Geringere Fehlzeiten als in den vergangenen Jahren

Der 51-Jährige betonte, bei W&W sei die Qualität der Arbeit von Mitarbeitern im Homeoffice teils „noch höher als im Büro“. Zwar liefen Online-Meetings formaler ab, „aber sie sind dafür auch häufig taffer, effizienter, zielgerichteter“. Auch seien die Fehlzeiten derzeit geringer als in den vergangenen Jahren.

Ein komplettes Homeoffice-Modell für alle Mitarbeiter kann sich Junker aber nicht vorstellen. „Da würde dann insgesamt zu viel Wichtiges im zwischenmenschlichen Bereich verloren gehen.“ Zwar könnten Videokonferenzen Face-to-face-Konferenzen ergänzen, aber auf Dauer sei dieses Modell „allein nicht nachhaltig“ genug. „Wir merken, dass Videokonferenzen an ihre Grenzen kommen, wenn es um mehr als nur um die Abarbeitung eines Arbeitsplans geht.“

Rund 70 Prozent der Belegschaft im Homeoffice

Zurzeit hat die W&W-Gruppe wegen der zweiten Corona-Welle nach eigenen Angaben rund 70 Prozent ihrer Mitarbeiter ins Homeoffice geschickt. Die gesundheitliche Notlage habe dazu geführt, dass selbst Führungskräfte zeitweise nur auf Grundlage von Video-Calls eingestellt worden seien. „Früher haben wir zwar auch ab und an erste Vorstellungsgespräche per Video geführt, aber es gab immer auch persönliche Treffen. Das sind einfach ganz andere Begegnungen. Wenn man sich persönlich gegenüber sitzt, kommt man anders miteinander ins Gespräch als über Videotelefonie.
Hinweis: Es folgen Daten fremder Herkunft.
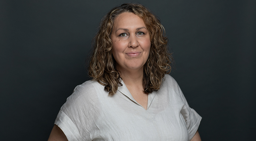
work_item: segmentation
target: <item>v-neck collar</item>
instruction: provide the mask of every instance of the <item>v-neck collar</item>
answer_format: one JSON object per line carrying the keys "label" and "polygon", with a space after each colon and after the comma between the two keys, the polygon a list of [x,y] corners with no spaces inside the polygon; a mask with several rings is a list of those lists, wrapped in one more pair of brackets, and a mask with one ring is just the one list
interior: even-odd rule
{"label": "v-neck collar", "polygon": [[[122,79],[121,80],[121,83],[122,83],[122,84],[123,84],[123,86],[118,86],[118,90],[120,92],[123,94],[125,95],[127,97],[129,98],[129,99],[130,100],[131,100],[132,101],[135,103],[141,106],[142,108],[145,109],[145,108],[144,108],[143,106],[141,106],[140,104],[138,103],[137,101],[136,101],[136,100],[135,100],[133,98],[133,96],[131,95],[131,94],[130,92],[130,91],[129,91],[129,90],[127,88],[127,87],[126,87],[126,86],[125,85],[125,83],[124,83],[123,81],[123,80]],[[154,98],[155,97],[155,96],[156,92],[157,92],[155,91],[153,91],[152,93],[148,94],[148,103],[147,106],[147,110],[148,110],[148,108],[150,106],[150,105],[151,105],[151,103],[152,103],[153,100],[154,99]]]}

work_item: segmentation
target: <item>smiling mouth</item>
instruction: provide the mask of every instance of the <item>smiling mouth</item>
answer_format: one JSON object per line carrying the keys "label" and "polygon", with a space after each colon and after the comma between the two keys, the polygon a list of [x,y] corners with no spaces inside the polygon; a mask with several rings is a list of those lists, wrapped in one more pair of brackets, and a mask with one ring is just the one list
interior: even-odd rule
{"label": "smiling mouth", "polygon": [[140,54],[141,52],[130,52],[126,53],[126,54],[127,55],[130,57],[136,57],[137,56]]}

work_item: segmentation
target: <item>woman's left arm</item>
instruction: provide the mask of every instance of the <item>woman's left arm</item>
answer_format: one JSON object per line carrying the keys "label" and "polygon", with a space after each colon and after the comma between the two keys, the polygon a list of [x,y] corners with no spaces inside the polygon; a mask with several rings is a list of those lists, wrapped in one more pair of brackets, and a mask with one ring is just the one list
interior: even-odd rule
{"label": "woman's left arm", "polygon": [[198,131],[196,131],[196,134],[194,135],[194,137],[192,138],[190,141],[201,141],[200,135]]}

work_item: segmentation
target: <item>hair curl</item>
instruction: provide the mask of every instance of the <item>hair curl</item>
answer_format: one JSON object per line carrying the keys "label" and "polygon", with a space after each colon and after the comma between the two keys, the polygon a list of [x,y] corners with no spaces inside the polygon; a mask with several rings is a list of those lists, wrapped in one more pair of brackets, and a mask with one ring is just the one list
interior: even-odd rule
{"label": "hair curl", "polygon": [[112,9],[101,20],[98,33],[93,40],[93,50],[88,68],[89,76],[105,86],[113,95],[122,85],[121,77],[112,54],[111,35],[115,18],[120,14],[132,12],[141,18],[150,35],[151,47],[148,60],[144,65],[143,84],[144,92],[152,92],[160,89],[164,75],[170,73],[173,60],[169,53],[165,30],[157,17],[146,8],[138,4],[128,3]]}

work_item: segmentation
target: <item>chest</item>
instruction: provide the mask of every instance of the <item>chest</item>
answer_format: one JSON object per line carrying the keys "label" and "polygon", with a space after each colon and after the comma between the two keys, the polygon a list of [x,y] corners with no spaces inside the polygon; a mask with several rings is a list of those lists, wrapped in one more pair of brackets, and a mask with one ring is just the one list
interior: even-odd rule
{"label": "chest", "polygon": [[188,140],[180,113],[183,103],[155,98],[147,110],[123,99],[104,107],[95,123],[98,129],[92,134],[93,140]]}

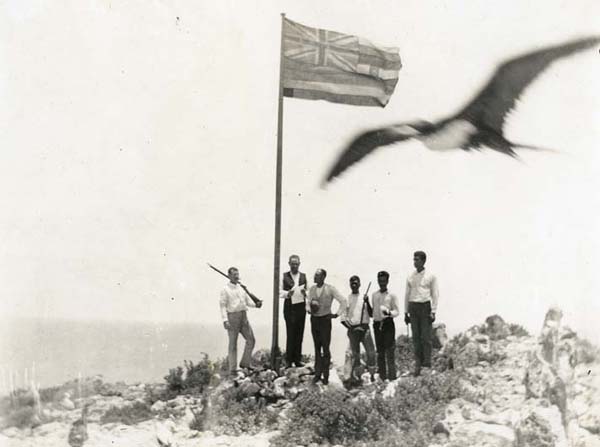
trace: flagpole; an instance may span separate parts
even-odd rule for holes
[[[281,259],[281,178],[283,167],[283,24],[281,13],[281,46],[279,54],[279,97],[277,110],[277,168],[275,172],[275,247],[273,260],[273,336],[271,342],[271,367],[279,369],[279,264]]]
Auch die so wichtige menschliche Beurteilung ist erst im persönlichen Gespräch ganzheitlich möglich.“

Laut einer Umfrage des Digitalverbands Bitkom machen Berufstätige im coronabedingten Homeoffice generell überwiegend positive Erfahrungen - und möchten auch nach der Pandemie flexibel arbeiten. Nach den Berechnungen des Verbands werden auch nach Ende der Corona-Pandemie sehr viel mehr Menschen im Homeoffice arbeiten als zuvor. Mehr als jeder Dritte werde den Arbeitsort flexibel wählen. Vor der Pandemie war Homeoffice den Angaben zufolge eher die Ausnahme.